The basic goal of this report is to explore the NOAA Storm Database and answer the following questions about severe weather events:
The report will show that tornados are most harmful to population health in the mainland US between 1993 and 2011. They cause 3 times more casualties than any other severe weather events. Floods have the greatest economic consequences. They are responsible for more than 150 Billion USD in property and crop damages since 1993. Texas, California and the southwest of the US are particularly exposed to severe weather events.
We first load the data into R.
## Download the file.
url <- "https://d396qusza40orc.cloudfront.net/repdata%2Fdata%2FStormData.csv.bz2"
download.file(url, "repdata-data-StormData.csv", method="curl")
## Reading and Subsetting the data
dt <- read.csv("./repdata-data-StormData.csv", sep=",", header=T, na.strings = "", stringsAsFactors=FALSE)
dataProcessing <- subset(dt, select=c( "STATE", "EVTYPE", "FATALITIES","INJURIES","PROPDMG",
"PROPDMGEXP", "CROPDMG", "CROPDMGEXP", "BGN_DATE" ))
## Date and US State Formatting
library(lubridate)
dataProcessing$DATE <- as.Date(dataProcessing$BGN_DATE, format = "%m/%d/%Y" )

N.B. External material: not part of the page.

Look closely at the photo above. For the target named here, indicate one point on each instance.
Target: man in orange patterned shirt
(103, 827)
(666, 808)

dataProcessing$STATENAME <- state.name[match(dataProcessing$STATE,state.abb)]
dataProcessing$YEAR <- substr(dataProcessing$DATE,1,4)
dataProcessing$YEAR <- as.numeric(dataProcessing$YEAR)
# 902297 obs. of 12 variables
In this section, we look at the total number of missing values and other potential sources of error. We then chose a strategy for imputing missing value and improving the data quality.
## Calculate the total number of missing value per column.
sapply(dataProcessing, function(x) sum(is.na(x)))
## STATE EVTYPE FATALITIES INJURIES PROPDMG PROPDMGEXP
## 0 0 0 0 0 465934
## CROPDMG CROPDMGEXP BGN_DATE DATE STATENAME YEAR
## 0 618413 0 0 19111 0
## We run a simple frequency analysis to look at the "damage" format and state name.
# sort(table(dataProcessing$STATENAME),decreasing=T)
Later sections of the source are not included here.